Cheesecake Filled Chocolate Easter Eggs

Recipe by Ambervim
READY IN: 25mins
YIELD: 8 eggs




  • Using a small serrated knife, carefully remove the tops of the chocolate eggs. Heating the knife under warm water will make this easier and neater. I like jagged edges.
  • Place the eggs in the fridge to keep them chilled while you prepare the cheesecake filling, you can use egg cups or your fridge egg holder (Don't use a cardboard egg carton).
  • Place the cream cheese, icing sugar, lemon juice and vanilla in a large mixing bowl and beat on high until the mixture is smooth and fluffy, about 3-4 minutes.
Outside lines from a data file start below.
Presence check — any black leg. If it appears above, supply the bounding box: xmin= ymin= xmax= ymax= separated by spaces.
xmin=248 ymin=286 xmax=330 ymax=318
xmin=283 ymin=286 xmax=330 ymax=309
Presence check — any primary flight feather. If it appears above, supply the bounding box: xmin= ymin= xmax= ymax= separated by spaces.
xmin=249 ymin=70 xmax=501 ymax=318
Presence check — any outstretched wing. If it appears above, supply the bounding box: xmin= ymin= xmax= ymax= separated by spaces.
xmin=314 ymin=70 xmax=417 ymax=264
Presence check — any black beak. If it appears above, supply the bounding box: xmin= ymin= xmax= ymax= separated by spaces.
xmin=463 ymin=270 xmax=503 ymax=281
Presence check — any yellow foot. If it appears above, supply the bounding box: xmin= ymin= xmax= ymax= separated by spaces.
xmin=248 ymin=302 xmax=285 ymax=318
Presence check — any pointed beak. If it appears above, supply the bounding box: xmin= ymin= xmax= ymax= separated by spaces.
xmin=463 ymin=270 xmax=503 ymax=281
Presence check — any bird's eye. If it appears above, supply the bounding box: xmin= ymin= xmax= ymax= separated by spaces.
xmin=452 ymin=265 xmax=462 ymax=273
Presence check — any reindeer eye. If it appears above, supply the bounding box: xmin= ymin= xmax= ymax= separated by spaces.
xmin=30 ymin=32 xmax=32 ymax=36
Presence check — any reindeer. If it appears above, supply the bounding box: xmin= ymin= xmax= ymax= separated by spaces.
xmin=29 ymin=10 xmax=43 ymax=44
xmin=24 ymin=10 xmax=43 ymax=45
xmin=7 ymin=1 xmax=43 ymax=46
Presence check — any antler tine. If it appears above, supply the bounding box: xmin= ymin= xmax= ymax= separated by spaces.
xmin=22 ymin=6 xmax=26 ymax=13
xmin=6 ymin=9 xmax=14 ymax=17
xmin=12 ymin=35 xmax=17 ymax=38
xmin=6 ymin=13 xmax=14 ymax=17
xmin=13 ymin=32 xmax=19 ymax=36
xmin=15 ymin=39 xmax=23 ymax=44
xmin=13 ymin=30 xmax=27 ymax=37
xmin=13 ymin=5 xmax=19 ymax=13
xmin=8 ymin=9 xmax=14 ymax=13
  • Set aside and carefully whip the cream in a separate mixing bowl to stiff peaks.
  • Using a whisk, gently combine the whipped cream into the cream cheese mixture until it is smooth.
  • Carefully spoon or pipe the mixture into the prepared chocolate shells. Chill eggs for at least 30 minutes to allow it to set.
  • Prepare the passionfruit sauce; strain passionfruit pulp to remove the seeds and place in a small saucepan with the apricot jam and butter.
  • Gently heat on low, whisking until the butter melts and the mixture is smooth.
  • Remove from the heat and allow to cool.
  • Place in the fridge and chill until it thickens slightly.
  • Using a very small spoon, carefully scoop out a hole in the centre of each cheesecake, about 1/2 inch deep and wide.
  • Fill hole with some of the chilled passionfruit sauce and return the eggs to the fridge to chill again for at least 30 minutes.
  • Remove eggs from the fridge about 10 minutes before serving.
  • Time does not include chilling time.